CHEZ FRANCISQUE – Tome 1

« De la BD françââââise » bien de chez nous où les poivrots tirent à boulets rouge sur les étrangers et les gays. Un recueil de brèves de comptoir drôle et dérangeant à la fois.

Appuyé sur le zinc, un verre à la main et un coup dans le nez, le pilier de bar ne se fait pas prier pour refaire le monde et sortir des énormités plus grosses qu’une barrique de vin. « Chez Francisque » repose sur le principe du recueil de brèves de comptoir prononcées par des fachos ordinaires. Francisque, c’est le nom du bar où déblatèrent ces cocardiers clients, mais c’est aussi l’emblème du gouvernement de Vichy, représentant une hache de guerre. Il n’y a pas de hasard, chez « Francisque », les clients sont nationalistes, misogynes, racistes, antisémites et bien sûr homophobes.

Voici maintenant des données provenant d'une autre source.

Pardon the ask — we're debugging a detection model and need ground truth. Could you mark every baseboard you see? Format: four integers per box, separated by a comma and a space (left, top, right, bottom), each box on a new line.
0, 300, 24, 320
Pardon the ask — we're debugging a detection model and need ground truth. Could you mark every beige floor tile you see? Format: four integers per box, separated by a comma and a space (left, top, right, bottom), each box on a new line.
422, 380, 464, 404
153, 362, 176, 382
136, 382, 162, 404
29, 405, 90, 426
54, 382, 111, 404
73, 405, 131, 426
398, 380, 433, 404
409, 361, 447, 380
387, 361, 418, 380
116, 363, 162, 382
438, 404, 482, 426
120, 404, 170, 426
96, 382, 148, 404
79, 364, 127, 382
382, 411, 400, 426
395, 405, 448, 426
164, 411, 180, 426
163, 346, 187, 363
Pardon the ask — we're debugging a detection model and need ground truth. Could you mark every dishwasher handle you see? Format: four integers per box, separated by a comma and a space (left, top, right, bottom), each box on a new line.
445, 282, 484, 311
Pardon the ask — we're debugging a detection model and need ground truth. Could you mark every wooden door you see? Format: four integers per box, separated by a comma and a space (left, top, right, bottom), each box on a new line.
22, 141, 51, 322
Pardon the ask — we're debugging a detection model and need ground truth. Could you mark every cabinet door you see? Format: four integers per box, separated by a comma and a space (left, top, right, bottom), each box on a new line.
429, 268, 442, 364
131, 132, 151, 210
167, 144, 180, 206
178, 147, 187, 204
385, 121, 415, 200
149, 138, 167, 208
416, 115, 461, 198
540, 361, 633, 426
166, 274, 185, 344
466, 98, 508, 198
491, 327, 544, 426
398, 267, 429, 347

Blagues douteuses et dialogues navrants se succèdent donc d’un gag à l’autre: les fumeurs passifs qui embêtent le monde, les jeunes drogués au coca et à l’ordinateur, des étrangers qu’il faut bouter hors de France, les homosexuels dont il faut se débarrasser, tout y passe. Le lecteur est semblable aux quelques clients de passage qui, dans l’album, écoutent avec consternation les « vérités » assénées par ces poivrots imbibés. Morceaux choisis: « C’est plus des pauvres qu’on a! Ils sont trop gros (…) Dans le temps, on avait des vrais pauvres! Secs comme des coups de trique, pâles comme des culs! Chétifs, malades, ils sentaient bon la misère, on avait envie de donner.. ». Ou encore « Au fond les bons bougnoules, c’est comme si c’était pas des bougnoules »

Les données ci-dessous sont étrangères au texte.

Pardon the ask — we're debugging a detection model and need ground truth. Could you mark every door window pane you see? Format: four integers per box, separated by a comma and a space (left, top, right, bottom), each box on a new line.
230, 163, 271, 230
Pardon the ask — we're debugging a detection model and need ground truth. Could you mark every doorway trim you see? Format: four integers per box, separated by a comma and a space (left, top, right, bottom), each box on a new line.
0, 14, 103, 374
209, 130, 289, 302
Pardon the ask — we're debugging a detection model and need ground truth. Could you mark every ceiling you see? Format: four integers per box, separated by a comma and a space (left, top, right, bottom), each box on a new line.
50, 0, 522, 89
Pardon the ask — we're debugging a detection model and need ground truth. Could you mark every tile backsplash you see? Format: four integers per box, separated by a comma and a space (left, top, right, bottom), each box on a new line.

Dans « Jeunesse de France », paru également chez Fluide Glacial il y a près d’un an, Lindingre nous avait habitué à cet humour trash dans une désespérante – mais drôle – description du quotidien de deux frères crétins et glandeurs. « Chez Francisque » est sur la même ligne du politiquement incorrect, un ton plus provocateur encore.

Pour coller aux brèves de comptoirs brutes de décoffrage, Larcenet a opté pour un dessin et une mise en page tout aussi simplistes pour cet album grand format à la couverture souple. Pas de décor superflu ni de mise en couleur élaborée, les cases font dans le minimalisme: le zinc, les verres et deux personnages en grande discussion, sous une couleur dominante variant d’une planche à l’autre (du vert, du rose, du jaune mais surtout du bleu, du blanc et du rouge, allez savoir pourquoi…), et c’est tout. Une sobriété qui permet d' »apprécier » au mieux l’étendue de la bêtise humaine.